1. Agevolazioni fiscali registro e bollo in fase di divorzio o separazione per la cessione dell’immobile

 l'art.19 della legge n.74/1987 prevede l'esenzione dall'imposta di registro, bollo e da ogni altra tassa per gli atti, documenti e provvedimenti relativi al procedimento di scioglimento del matrimonio o di cessazione degli effetti civili del matrimonio: con sentenza della Corte Costituzionale n.154/1999 e' stata dichiarata l'illegittimita' costituzionale di tale articolo nella parte in cui non estende dette agevolazioni anche ai medesimi atti e documenti relativi al procedimento di separazione personale dei coniugi.

Con Circolare n.49/E del 16.03.2000 sono stati forniti chiarimenti in ordine alla problematica di cui sopra e, in particolare, circa l'applicabilita' dell'esenzione in parola agli atti portanti attribuzioni

patrimoniali fra coniugi conseguenti ad accordi formalizzati nel provvedimento di separazione personale o al divorzio e ad esso connessi.

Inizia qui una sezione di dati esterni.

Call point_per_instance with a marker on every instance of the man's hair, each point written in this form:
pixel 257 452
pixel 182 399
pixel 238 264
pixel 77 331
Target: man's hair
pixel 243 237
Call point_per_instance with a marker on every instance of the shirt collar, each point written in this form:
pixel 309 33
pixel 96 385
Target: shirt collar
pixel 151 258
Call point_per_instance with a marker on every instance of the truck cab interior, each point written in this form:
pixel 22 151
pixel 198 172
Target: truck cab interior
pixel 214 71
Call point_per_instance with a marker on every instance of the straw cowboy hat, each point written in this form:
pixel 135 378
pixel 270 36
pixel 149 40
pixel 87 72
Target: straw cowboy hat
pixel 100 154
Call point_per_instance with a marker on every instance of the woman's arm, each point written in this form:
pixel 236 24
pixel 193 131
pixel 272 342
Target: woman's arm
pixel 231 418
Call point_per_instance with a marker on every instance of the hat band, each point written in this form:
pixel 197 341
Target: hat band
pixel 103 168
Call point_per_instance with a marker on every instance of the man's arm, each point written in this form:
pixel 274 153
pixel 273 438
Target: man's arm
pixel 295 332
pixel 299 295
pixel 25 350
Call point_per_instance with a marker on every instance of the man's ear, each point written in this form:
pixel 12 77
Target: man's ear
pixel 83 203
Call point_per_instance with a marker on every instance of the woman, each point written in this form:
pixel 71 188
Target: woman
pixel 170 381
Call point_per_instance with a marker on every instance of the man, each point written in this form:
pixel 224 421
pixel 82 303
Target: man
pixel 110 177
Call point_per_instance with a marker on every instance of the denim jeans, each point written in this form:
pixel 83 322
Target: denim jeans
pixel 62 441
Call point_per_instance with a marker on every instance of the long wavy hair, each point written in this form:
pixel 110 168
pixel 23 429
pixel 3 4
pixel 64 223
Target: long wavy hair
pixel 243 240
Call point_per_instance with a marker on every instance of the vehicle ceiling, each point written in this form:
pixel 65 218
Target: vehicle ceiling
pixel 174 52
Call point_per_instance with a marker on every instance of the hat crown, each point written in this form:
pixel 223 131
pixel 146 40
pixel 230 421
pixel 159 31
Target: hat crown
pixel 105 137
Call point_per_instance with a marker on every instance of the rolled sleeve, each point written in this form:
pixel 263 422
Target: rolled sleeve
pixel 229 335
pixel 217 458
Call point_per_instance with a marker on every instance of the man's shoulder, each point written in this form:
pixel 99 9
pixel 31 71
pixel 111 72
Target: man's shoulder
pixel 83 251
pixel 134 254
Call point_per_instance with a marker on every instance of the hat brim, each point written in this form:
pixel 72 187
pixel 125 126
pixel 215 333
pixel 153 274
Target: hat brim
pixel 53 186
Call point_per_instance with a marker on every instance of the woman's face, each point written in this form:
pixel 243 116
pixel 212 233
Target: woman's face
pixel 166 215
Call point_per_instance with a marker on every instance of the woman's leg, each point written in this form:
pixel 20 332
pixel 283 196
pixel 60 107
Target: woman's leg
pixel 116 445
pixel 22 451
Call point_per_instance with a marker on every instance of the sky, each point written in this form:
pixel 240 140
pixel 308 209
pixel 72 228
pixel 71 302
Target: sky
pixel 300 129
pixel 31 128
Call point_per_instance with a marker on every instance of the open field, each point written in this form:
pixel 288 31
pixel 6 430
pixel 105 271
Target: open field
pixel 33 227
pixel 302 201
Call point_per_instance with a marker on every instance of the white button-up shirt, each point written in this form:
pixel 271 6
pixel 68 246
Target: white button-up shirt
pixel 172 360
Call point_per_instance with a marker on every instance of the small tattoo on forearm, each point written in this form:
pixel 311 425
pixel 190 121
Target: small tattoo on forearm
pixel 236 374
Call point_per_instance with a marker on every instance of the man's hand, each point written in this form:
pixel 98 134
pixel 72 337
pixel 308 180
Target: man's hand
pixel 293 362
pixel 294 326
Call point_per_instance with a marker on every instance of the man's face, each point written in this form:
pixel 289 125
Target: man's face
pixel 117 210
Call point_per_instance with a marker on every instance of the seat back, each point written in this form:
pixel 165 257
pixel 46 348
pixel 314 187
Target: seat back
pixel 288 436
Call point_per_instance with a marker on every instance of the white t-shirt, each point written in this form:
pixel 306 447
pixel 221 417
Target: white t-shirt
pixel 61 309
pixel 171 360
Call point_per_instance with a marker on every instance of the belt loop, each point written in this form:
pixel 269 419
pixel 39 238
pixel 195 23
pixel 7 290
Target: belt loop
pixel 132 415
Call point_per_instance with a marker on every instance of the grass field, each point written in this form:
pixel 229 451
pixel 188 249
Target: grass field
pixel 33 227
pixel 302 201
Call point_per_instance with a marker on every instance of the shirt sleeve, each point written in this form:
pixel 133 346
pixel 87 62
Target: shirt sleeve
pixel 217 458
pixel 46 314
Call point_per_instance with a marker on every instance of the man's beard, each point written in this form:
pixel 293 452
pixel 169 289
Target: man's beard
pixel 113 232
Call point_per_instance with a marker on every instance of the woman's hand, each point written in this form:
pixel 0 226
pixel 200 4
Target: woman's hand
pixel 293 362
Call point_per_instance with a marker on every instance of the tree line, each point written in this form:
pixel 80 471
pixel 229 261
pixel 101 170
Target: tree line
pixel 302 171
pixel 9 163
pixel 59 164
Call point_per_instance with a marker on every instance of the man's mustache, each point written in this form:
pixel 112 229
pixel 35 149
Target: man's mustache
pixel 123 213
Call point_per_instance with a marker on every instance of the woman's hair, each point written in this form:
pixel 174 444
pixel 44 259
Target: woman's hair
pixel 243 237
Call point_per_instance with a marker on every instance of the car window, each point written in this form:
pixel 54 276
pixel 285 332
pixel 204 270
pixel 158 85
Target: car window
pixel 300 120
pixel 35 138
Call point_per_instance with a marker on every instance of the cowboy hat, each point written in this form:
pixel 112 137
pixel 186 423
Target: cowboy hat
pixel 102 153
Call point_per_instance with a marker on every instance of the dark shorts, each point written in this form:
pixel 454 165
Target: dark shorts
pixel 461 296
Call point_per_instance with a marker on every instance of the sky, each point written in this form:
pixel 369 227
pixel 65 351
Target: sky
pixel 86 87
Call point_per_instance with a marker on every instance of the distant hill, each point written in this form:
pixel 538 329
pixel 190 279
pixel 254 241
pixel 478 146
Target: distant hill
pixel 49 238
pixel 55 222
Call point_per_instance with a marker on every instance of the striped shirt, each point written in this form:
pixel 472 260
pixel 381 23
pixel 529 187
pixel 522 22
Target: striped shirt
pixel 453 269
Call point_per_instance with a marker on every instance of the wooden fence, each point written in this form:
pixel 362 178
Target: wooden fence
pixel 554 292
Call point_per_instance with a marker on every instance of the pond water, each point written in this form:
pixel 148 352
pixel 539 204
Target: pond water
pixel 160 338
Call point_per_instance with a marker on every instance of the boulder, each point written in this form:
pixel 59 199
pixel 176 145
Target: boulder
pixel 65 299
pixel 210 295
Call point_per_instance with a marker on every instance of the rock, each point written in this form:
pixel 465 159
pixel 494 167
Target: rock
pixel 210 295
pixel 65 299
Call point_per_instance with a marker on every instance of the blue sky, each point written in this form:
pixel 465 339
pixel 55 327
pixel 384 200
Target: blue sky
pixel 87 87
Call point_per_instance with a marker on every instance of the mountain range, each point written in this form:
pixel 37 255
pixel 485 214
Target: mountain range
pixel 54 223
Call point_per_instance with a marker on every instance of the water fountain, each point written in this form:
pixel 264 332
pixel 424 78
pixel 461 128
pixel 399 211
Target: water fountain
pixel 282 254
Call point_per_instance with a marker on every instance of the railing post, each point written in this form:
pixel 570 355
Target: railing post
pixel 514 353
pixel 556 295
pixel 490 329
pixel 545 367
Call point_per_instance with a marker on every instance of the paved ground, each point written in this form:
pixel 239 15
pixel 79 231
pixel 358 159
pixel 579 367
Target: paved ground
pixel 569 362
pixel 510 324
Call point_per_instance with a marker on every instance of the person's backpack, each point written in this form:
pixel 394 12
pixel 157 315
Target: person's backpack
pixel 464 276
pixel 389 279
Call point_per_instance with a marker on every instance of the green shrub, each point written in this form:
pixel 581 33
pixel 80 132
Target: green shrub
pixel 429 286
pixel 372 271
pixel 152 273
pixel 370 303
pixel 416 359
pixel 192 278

Tale agevolazione non sembra applicabile alle cessioni immobiliare in favore dei figli, in quanto soggetti terzi alla separazione o al divorzio in tal senso Cassazione - Sez.V - n.2347 del 17/02/2001

 

 

 

2. Assegno periodico al coniuge divorziato (escluso quello per i figli ) e’ deducibile e il coniuge percipiente lo deve dichiarare

A norma dell'art 10 lettera c) del D.p.r. 917/86 Testo unico delle imposte dirette, gli assegni periodici corrisposti al coniuge, ad esclusione di quelli destinati al mantenimento dei figli, in conseguenza di separazione legale ed effettiva, di scioglimento o annullamento del matrimonio o di
cessazione dei suoi effetti civili, nella misura in cui risultano da provvedimenti dell'autorità giudiziaria;Il legislatore tributario ha ricompreso tra i redditi assimilati a quelli di lavoro dipendente delle fattispecie che, pur non presentando alcun collegamento con lo svolgimento di un'attività lavorativa, sono caratterizzate da un'obbligazione di dare scaturente o da un negozio
giuridico, ovvero dalla legge , come ad esempio gli assegni divorzili. Art 47 D.p.r. 917/86 lettera i
 Per cui si puo' scaricare soltanto l'assegno destinato alla  ex moglie, che a sua volta dovrà dichiarare tale assegno come reddito assimilabile al lavoro dipendente.

 

 

3. Le agevolazioni prima casa non si perdono se si e’ costretti da sentenza del giudice e quindi per causa di forza maggiore a cedere prima dei 5 anni la propria quota al coniuge

Il contribuente che a seguito di una separazione e' obbligato a cedere per ordine del giudice la propria quota prima dei 5 anni non perde le agevolazioni. Commissione Tributaria Provinciale di Bologna Sent. 75/03/2009 Depositata il 25/05/2009 su ricorso di F.D. difeso dal Dott. Giuseppe Marino

P.S. E’ consigliabile comunque aspettare i 5 anni per non perdere le agevolazioni e non affrontare contenziosi.

 

4. separazione diritto di abitazione al coniuge chi paga l'ici? Entrambi gli intestatari

I soggetti passsivi ici sono il proprietario di immobili , oppure chi è titolare di un diritto reale di usufrutto, uso, abitazione, enfiteusi, o superficie sugli immobili medesimi, per cui il significato da attribuire al termine "possesso", utilizzato nella preliminare definizione del presupposto d'imposta, non possa essere quello di mera disponibilità del bene sulla base di un titolo personale di godimento, perché il possesso rileva, in tale contesto normativo, in ragione della titolarità di quelle situazioni giuridiche soggettive che la legge elenca, situazioni di diritto a carattere reale. Tale facoltà di godimento è conseguente ad un provvedimento giudiziale di per sé non idoneo alla costituzione di un diritto reale, "essendo i modi di costituzione di tali diritti tassativamente ed espressamente indicati dalla legge". La giurisprudenza e' concorde a non qualificare come valido strumento di creazione di un diritto reale l'assegnazione del diritto di abitazione da parte del Giudice. Cio' premesso il coniuge a cui non e’ stato concesso il diritto di abitazione deve pagare l'ici indipendentemente dal fatto che l'immobile lo possiede sua moglie in tal senso Corte di Cassazione Sent. n. 4445 del 24 febbraio 2009 (Ud. del 6 novembre 2008)

 

5. Coniuge superstite, morte del marito, moglie e figli chi dichiara?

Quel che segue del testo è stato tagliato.